Associated Principal Investigator, assoc. Junior Research Group 05 CMMC
The homeostasis of the cellular proteome (proteostasis) involves a large number of intricate cellular pathways working on the generation of functional proteins (biosynthesis and folding), prevention of protein damage (conformational maintenance), and removal of defective proteins (degradation). Misfolded proteins are not only dysfunctional, but they can also form potentially toxic aggregates that represent a hallmark of many aging-associated neurodegenerative diseases. The focus of our research is to understand how proteostasis pathways distinguish between defective and functional proteins, and how human cells deal with the buildup of potentially harmful protein species during stress.
Our research: Human cells express more than 10,000 different proteins. To fulfill their functions, proteins must be correctly synthesized, folded into appropriate three-dimensional structures, assembled into macromolecular complexes, and localized to specific cellular compartments. Mistakes can occur during any of these steps, resulting in a myriad of different defective protein species. Moreover, many proteins are susceptible to damage by endogenous and environmental stresses, given the dynamic and often unstable nature of protein structures. Our research aims at understanding how protein quality control pathways recognize and deal with different types of defective proteins, despite the huge complexity of the proteome. Moreover, we want to study how cells adapt to proteotoxic stress, and how the disruption of proteostasis pathways can lead to cellular toxicity and eventually to disease.
Our goals: Our main objective is to elucidate specificity mechanisms of protein quality control. We want to characterize the division of labor between different protein quality control pathways by identifying the endogenous substrates of key proteostasis players, such as E3 ubiquitin ligases. The goal is to use this information to predict and experimentally test the determinants of substrate selection. In addition, we want to characterize the cellular consequences upon the ablation of specific proteostasis factors, and to analyze their regulation upon proteotoxic stress. The long-term vision is to contribute to the understanding of the pathological states established upon age-dependent decline in proteostasis capacity, and to pinpoint potential targets of therapy.
Our successes: Prior to establishing her group, Dr. Trentini identified the physiological substrates of the ribosome-associated quality control (RQC) pathway in human cells. This pathway is recruited to ribosomes that stalled during translation, and functions in targeting for degradation the nascent polypeptides produced by these failed translation events. Our study showed that RQC-mediated degradation is independent of the folding state of the stalled substrates, which distinguishes RQC from canonical quality control pathways that rely on structural cues for targeting. In addition, we identified gene/protein traits associated with increased risk of RQC-mediated degradation, such as: long sequences, tendency towards premature polyadenylation, and large numbers of transmembrane domains.
Our methods/techniques: We use advanced mass spectrometry methods in combination with bioinformatics analysis to globally characterize proteostasis responses. For mechanistic studies, we employ a combination of biochemical, fluorescence-based, and chemical-biology methods, using human cell culture models generated by CRISPR-Cas technology.

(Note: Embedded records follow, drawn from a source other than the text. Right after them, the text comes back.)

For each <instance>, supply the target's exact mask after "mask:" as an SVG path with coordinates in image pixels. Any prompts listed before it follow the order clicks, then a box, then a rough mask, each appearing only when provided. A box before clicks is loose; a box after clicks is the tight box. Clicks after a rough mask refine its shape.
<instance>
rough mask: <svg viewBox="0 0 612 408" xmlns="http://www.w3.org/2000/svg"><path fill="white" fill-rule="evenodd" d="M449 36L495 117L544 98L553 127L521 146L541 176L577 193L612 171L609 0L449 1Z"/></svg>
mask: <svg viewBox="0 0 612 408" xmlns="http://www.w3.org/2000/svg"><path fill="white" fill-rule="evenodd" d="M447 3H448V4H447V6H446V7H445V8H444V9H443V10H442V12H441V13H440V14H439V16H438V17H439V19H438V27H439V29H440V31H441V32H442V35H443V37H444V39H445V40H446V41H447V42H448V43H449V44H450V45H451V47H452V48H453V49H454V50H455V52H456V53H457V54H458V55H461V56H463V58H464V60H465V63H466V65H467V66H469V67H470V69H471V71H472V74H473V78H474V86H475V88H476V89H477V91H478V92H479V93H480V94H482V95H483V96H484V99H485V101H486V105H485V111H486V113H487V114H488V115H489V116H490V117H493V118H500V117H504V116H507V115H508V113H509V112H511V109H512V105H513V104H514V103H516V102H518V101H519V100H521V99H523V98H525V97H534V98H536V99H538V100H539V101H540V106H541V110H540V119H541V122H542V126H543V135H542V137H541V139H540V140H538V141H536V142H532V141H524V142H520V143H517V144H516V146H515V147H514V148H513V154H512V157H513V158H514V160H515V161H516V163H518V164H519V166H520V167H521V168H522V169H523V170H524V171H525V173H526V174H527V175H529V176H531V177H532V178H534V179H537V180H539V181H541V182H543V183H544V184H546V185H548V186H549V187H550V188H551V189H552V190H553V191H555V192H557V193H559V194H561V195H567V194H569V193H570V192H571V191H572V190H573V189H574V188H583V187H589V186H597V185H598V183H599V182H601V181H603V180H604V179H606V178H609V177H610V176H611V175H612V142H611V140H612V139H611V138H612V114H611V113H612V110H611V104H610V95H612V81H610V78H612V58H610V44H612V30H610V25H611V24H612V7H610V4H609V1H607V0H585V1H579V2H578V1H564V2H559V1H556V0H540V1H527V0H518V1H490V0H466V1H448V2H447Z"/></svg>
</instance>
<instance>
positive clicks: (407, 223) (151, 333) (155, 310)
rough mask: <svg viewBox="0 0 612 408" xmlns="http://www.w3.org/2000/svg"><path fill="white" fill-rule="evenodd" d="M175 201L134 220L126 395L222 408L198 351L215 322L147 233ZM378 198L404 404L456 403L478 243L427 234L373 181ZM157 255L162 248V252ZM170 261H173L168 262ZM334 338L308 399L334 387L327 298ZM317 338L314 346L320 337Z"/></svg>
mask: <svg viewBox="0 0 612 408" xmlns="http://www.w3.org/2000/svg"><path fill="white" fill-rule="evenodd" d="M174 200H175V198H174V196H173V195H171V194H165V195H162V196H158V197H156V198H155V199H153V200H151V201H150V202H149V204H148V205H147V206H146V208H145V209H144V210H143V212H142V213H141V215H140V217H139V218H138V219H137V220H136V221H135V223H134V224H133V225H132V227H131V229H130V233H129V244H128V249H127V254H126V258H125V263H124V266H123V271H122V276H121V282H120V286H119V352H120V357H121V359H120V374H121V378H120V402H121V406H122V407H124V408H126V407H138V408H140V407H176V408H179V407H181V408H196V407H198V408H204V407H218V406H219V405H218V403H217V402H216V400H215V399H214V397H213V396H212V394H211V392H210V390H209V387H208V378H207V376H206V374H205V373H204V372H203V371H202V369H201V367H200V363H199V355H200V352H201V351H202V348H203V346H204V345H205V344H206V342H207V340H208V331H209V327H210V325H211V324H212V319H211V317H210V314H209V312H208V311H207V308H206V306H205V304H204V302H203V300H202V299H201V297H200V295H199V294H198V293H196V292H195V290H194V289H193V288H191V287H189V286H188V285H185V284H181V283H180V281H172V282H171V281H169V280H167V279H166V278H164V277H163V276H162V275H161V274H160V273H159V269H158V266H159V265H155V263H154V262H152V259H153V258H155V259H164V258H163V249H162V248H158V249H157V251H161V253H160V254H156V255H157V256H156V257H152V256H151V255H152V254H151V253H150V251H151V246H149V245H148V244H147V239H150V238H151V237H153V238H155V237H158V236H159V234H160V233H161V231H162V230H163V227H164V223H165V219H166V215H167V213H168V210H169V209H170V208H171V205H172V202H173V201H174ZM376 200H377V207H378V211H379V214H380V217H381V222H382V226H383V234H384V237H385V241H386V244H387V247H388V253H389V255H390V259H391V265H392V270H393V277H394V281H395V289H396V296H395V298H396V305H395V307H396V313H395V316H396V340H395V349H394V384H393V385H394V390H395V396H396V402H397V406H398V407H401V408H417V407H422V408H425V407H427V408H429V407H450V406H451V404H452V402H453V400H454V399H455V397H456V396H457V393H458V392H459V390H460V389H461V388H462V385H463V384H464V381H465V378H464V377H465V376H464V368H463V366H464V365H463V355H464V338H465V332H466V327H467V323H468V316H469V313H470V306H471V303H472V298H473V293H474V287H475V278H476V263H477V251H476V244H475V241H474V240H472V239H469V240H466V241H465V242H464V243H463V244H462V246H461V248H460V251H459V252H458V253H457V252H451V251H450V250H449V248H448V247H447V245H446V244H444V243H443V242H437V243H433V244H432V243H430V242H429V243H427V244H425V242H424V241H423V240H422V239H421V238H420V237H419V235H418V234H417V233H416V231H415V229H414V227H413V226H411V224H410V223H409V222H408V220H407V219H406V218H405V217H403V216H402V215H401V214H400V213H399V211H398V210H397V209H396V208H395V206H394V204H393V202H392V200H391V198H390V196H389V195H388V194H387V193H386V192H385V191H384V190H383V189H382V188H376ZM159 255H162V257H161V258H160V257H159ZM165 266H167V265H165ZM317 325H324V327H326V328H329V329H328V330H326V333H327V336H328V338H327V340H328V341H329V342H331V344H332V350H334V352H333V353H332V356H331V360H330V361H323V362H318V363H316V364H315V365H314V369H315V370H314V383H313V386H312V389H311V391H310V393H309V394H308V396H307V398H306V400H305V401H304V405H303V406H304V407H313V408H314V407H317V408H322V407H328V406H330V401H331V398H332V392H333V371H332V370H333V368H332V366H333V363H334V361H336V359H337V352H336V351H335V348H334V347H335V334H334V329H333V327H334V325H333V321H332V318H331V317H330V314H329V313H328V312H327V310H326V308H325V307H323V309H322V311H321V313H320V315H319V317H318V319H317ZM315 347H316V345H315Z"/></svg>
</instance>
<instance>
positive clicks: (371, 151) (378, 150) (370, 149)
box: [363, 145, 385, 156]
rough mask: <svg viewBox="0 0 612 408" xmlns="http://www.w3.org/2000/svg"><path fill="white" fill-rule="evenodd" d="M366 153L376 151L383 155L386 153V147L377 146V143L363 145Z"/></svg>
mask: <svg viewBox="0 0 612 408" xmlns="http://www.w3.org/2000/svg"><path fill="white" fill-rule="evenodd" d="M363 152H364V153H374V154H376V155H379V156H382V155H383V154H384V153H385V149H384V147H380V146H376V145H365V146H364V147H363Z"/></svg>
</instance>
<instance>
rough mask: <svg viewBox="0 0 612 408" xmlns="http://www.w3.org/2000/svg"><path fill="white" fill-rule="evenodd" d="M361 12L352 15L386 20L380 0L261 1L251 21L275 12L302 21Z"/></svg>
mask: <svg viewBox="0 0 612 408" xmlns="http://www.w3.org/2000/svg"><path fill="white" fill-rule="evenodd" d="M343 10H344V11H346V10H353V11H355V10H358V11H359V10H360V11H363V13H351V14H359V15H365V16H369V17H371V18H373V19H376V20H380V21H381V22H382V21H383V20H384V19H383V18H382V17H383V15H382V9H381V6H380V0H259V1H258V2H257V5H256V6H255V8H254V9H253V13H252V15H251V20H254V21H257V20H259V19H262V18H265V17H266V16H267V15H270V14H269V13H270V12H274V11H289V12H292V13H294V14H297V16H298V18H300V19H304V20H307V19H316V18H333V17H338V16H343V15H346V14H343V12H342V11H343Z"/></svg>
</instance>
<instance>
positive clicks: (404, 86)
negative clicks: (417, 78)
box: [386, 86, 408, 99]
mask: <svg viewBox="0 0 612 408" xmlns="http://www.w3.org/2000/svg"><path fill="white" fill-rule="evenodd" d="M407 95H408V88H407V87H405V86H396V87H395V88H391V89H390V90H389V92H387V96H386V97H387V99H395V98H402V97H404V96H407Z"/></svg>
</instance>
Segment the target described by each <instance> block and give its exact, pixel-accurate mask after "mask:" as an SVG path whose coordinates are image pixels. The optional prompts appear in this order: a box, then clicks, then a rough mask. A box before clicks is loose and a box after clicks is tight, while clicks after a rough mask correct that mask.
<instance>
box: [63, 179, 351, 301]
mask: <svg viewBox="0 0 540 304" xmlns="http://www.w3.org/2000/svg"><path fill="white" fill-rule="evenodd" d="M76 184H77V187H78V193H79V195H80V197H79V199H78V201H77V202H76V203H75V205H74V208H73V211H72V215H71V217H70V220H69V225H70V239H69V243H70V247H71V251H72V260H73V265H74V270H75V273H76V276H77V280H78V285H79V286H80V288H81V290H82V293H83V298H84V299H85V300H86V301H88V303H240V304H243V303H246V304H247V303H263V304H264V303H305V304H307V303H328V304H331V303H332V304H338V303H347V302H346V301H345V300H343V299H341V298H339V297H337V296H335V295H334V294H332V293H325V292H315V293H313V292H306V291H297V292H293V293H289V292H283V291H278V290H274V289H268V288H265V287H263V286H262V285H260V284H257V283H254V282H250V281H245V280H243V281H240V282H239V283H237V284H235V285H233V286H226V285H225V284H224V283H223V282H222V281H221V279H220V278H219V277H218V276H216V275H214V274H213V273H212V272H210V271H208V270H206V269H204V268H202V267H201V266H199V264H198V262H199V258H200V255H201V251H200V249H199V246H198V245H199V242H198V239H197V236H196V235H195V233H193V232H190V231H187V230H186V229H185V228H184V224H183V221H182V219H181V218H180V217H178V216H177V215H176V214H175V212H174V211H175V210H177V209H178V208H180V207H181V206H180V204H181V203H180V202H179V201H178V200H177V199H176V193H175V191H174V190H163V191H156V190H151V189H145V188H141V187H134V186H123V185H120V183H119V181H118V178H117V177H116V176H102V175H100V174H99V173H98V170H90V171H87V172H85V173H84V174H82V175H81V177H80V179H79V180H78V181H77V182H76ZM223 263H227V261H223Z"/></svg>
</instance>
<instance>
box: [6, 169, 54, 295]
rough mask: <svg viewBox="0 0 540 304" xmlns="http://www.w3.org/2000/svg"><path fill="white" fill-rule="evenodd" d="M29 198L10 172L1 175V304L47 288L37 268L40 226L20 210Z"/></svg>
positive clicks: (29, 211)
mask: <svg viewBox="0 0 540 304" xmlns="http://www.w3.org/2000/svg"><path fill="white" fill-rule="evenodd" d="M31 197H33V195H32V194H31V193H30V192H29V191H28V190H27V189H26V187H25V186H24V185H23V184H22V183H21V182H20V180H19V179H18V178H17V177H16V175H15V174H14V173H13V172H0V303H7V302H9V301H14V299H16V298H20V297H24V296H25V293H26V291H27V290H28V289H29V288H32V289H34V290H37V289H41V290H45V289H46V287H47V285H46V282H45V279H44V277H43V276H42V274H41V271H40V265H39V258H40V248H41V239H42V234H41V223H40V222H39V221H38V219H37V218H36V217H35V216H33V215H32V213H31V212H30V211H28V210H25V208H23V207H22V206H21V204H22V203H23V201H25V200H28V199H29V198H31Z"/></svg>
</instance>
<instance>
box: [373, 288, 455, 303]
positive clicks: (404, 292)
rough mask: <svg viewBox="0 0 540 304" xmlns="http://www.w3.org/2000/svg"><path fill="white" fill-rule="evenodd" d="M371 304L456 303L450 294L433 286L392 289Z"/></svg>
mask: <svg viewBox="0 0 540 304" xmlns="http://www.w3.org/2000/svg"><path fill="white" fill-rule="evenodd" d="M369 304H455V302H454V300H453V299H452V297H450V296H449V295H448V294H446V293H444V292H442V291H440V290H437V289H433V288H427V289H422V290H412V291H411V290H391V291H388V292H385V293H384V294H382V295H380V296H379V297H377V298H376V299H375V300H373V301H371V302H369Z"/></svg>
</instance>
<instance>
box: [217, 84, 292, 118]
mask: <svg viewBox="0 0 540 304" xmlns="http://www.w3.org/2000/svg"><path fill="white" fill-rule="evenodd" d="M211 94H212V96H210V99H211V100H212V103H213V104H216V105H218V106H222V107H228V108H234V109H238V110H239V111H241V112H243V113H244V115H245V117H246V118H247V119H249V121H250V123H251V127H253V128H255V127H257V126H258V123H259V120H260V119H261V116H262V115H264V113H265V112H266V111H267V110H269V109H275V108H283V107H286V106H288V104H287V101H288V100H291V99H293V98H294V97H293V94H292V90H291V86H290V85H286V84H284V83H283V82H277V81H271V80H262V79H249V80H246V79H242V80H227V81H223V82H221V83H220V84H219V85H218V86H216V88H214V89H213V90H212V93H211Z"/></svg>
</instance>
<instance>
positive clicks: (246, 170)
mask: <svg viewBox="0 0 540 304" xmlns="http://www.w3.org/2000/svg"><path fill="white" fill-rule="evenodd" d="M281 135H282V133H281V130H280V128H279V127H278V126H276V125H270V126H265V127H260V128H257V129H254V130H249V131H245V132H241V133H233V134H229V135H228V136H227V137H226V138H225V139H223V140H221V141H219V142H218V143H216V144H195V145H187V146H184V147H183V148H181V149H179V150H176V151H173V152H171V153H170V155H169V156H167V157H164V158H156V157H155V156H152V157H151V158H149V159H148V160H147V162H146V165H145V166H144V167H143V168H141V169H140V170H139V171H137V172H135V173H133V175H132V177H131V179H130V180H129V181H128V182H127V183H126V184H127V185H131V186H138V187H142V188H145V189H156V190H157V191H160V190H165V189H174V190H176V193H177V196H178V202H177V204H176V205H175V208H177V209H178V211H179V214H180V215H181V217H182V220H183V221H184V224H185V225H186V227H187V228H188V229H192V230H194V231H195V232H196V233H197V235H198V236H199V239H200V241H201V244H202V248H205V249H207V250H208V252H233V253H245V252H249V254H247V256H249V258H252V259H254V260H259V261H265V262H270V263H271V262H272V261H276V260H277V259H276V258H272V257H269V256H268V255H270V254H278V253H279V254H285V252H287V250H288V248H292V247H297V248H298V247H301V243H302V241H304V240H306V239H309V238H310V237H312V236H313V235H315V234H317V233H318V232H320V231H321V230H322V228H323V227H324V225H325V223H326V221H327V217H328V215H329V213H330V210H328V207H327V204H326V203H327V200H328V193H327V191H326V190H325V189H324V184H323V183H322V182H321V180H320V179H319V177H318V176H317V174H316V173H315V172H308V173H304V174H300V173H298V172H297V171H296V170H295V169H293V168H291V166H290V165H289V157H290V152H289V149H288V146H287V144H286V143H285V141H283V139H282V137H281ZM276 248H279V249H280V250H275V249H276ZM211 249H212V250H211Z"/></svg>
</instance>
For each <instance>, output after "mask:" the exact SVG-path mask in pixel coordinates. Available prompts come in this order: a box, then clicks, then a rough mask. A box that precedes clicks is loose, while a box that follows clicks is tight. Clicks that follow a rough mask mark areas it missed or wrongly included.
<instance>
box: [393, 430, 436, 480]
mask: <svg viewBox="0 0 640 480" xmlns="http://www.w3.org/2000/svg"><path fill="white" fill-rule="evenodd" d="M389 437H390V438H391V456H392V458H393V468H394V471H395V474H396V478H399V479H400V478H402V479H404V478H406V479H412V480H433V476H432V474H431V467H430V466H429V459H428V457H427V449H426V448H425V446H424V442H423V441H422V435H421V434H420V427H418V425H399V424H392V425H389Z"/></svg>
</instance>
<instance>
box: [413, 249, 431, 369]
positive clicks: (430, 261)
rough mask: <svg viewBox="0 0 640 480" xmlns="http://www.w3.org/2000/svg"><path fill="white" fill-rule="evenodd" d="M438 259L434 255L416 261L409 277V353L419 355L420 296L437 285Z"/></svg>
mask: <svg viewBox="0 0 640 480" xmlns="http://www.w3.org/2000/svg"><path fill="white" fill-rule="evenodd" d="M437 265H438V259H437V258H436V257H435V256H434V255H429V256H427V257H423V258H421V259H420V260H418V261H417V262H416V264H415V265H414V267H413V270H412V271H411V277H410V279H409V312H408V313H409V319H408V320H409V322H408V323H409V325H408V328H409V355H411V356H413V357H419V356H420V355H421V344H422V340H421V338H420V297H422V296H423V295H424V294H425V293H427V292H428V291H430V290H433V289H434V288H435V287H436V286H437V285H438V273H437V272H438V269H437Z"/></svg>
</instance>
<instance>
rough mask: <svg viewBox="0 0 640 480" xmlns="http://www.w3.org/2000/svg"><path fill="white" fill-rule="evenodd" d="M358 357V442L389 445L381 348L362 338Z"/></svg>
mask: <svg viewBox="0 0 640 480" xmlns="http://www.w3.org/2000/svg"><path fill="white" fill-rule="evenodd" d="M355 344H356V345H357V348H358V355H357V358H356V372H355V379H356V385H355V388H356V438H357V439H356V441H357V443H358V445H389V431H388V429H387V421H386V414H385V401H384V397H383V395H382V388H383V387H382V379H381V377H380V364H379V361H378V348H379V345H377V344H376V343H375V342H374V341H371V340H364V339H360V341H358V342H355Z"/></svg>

Figure 1: The proteostasis network. Molecular chaperones assist the conformational folding of proteins, guiding them along the proper folding pathway and preventing non-specific associations that can cause protein aggregation. When this process fails, protein aggregation can still be prevented by the targeted destruction of misfolded/defective proteins by the ubiquitin-proteasome system or by the autophagy process. A number of stresses ensued from metabolic, environmental, and pathological conditions can cause metastable proteins to unfold, increasing the burden upon the proteostasis network.
Figure 2: Generation of defective protein products during protein biogenesis. The synthesis of functional, stable proteins comprises multiple steps (left column). Errors at the early steps (RNA maturation, ribosomal decoding, and possibly membrane insertion) result in ribosomal stalling, which serves as a signal for the recruitment of the ribosome-associated quality control pathway (RQC) to degrade the stalled nascent chains. Failures during the protein folding and assembly steps, as well as mature protein damage, are sensed by a large number of quality control pathways relying on structural cues to select proteins for degradation. Figure adapted from Trentini et al. PNAS. 2020; 117(8):4099-4108.